After hiking for a couple of hours, I popped out out of the woods above the tree line to find Schloss Tirol or Castle Tyrol. It seemed all the more magical and impressive because I had had no idea that it was there. My surprise discovery turned out to be the most important landmark of the area, the castle for which all of the area of Tyrol was originally named.
My hike began in Merano without a map and not sure exactly what the signs said (since most of Alto Adige communicates in German–see post).
Near town, the trail was wide and flat.
I passed outdoor cafes..
And vineyards.
Then, I began climbing in earnest through the woods.

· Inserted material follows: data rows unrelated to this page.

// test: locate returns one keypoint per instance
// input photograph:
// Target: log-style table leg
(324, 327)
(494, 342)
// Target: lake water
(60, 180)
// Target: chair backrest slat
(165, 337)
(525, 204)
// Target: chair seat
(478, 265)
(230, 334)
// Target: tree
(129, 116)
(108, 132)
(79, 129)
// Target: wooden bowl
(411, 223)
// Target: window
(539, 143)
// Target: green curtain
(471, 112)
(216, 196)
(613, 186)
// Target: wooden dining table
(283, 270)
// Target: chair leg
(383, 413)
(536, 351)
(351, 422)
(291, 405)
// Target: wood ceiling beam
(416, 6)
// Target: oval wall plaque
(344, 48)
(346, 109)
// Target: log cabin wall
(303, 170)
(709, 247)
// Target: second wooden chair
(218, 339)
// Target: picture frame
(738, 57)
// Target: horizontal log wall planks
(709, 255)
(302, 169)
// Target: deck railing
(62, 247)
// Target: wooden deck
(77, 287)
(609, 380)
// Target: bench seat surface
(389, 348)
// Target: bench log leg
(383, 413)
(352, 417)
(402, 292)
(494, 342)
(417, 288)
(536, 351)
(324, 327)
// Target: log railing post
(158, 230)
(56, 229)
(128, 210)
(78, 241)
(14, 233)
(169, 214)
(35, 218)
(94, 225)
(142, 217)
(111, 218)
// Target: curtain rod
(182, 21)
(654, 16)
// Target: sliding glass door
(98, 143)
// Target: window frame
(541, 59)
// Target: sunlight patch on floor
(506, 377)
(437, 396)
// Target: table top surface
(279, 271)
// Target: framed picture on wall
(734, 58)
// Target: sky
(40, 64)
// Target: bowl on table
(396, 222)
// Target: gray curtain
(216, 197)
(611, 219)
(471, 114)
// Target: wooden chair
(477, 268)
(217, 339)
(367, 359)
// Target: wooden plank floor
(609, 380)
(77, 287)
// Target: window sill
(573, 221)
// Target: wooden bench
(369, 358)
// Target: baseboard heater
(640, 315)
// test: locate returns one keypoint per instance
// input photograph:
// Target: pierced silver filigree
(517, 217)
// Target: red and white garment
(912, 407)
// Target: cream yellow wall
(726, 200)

Walking through the castle gate, into the courtyard, toward the keep was a journey back in time. I wished I were galloping in on horseback with trumpets blaring and flags waving.
I caught this view of the valley from one of the windows with vineyards tucked neatly into the curve of the hills.
It turns out that the Castle has some of the best preserved medieval carvings in all of Europe. Fantasmagoric creatures, particularly dragons, popped out in every room.
…along with the Biblical.
After touring the Knights’ Hall, the Chapel, the Keep and the Dungeon, I went for lunch on the terrace of the Castle’s cafe. The Europeans never leave you stranded in tourist or hiking destinations without a place to eat and drink in the sunshine.
I stopped at this apple stand.
Then, warm and full, I walked back down to Merano, enjoying the views as I went.